Man'ic: adj. characterized by frenzy, uncontrolled by reason

Archive for July, 2009

Bug Spray

No real elaboration is necessary here.  Bug spray used to be something awful smelling and toxic that humans sprayed in dark corners to kill scurrying, undesirable insects. Somehow, bug spray is now something light and often cloyingly citrusy that we willingly spray on our childrens’ skin to keep bugs off. 

It still smells and we don’t put the children in dark corners before we spray them.  The degree of toxicity remains uncertain.  But, for manic mothers nationwide, the benefits outweigh the possible harm and the memory of what bug spray once was has been successfully eradicated.  If you are ever outside in a warm, slightly marshy-feeling place with many mothers, yell “Mosquito!” and see what happens.


Symptom: Hand Sanitizers and The Manic Mom

No right thinking mother is ever without some form of Purell or similar sanitizing agent: in the car, in her purse, in school bags, gym bags, camp kits, lunch boxes, desks at school, desks at home, kitchen counter, bathroom sinks.  A manic mom’s child doesn’t realize that there is life that does not include small bottles of clear, and now scented, germ-killing viscous gel.

Some scholars maintain that hand sanitizers are possibly the single most influential factor in the evolution of the contemporary American Manic Mother.  Others think that backlashes from second and third wave feminism are more important. Others still,  think that persistent and unrealistic ideals of motherhood or internal conflicts regarding the deleterious effects of a mother working full time on her children cause mania to flourish.  But, no one explanation for the exponential growth of manic mothering is as symbolic as hand sanitizers.  It is plausible, however, that hand sanitizers are a symptom and not a cause. 

On the cause side of the debate: Hand sanitizers allow women to feel that they can indeed influence, possibly control, the world around them – which is at the heart of all manic mothering.  Particularly the world as it relates to their children.   As everyone knows, a sick child means a mom did something wrong.  A healthy, perpetually sanitized child must there fore mean the mom is doing something right and is fully in control.

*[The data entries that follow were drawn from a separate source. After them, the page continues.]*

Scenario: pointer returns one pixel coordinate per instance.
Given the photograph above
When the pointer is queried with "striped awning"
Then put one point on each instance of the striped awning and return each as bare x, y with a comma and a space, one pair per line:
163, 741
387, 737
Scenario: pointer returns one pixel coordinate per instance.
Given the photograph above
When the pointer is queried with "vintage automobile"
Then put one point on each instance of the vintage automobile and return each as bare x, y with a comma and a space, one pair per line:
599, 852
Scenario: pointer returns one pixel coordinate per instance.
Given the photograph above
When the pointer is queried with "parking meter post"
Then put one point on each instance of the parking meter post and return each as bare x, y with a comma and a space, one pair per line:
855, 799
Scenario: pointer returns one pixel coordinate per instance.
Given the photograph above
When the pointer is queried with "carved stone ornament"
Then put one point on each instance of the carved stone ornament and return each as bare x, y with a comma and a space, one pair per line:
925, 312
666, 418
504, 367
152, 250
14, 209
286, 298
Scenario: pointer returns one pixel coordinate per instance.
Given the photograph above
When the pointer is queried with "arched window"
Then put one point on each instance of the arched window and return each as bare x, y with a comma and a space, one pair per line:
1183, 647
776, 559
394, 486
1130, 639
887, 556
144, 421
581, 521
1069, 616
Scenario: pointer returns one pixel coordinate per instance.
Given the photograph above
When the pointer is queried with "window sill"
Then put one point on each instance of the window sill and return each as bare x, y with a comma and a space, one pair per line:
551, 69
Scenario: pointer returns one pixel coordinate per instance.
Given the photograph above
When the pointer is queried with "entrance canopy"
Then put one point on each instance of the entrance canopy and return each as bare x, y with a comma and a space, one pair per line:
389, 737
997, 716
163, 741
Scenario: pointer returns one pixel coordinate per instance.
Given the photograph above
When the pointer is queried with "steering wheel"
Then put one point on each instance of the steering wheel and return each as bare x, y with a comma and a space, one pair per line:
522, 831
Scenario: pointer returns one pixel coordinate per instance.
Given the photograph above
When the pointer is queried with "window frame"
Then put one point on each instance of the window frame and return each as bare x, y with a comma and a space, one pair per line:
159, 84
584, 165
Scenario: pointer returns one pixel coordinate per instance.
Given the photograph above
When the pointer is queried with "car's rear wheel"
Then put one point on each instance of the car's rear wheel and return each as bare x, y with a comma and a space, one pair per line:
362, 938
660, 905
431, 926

On the effect side: the possession of hand sanitizer is only a very visible symptom of manic mothering.  Hand sanitizer, if it didn’t exist, would be easily represented by say, bug spray or moist wipes.  The cause is the belief in control, not the sanitizer itself.

Either way, every self-respecting manic mother is capable of instantaenously wiping out entire colonies of bacteria upon request.

Teaching Preschoolers Newton’s Laws of Motion

All good manic moms try, at least once, to teach their children Newton’s Laws of Motion before preschool.  That’s because:

Newton’s First Law (Every object in a state of uniform motion tends to remain in that state of motion unless an external force is applied to it) explains why manic mothers’ don’t stop talking or moving until something literally hits them, like a bed.

Newton’s Second Law (Force=Mass x Acceleration) explains why manic a mother’s mania  is the result of her mass times the speed with which she can do everything a good mother has to do in a day. It’s important to explain the world and adult behavior clearly to small children so that they feel safe and comfortable.  And, last but perhaps most important

 Newton’s Third Law (For every action there is an equal and opposite reaction) is the only way a child can understand that his or her good manic mother is just responding equally and oppositely to a bad, slacker mother. For example, when a bad slacker mother fails to have hand sanitizer, wipes and a healthy snack with her a good manic mother readily supplies all of these things to make up for it.

 Especially talented manic mothers also make sure that their preschooler also knows what gravity, is because when the child is not with his or her mother all day, every day, the child will trip or fall or something might drop on the child.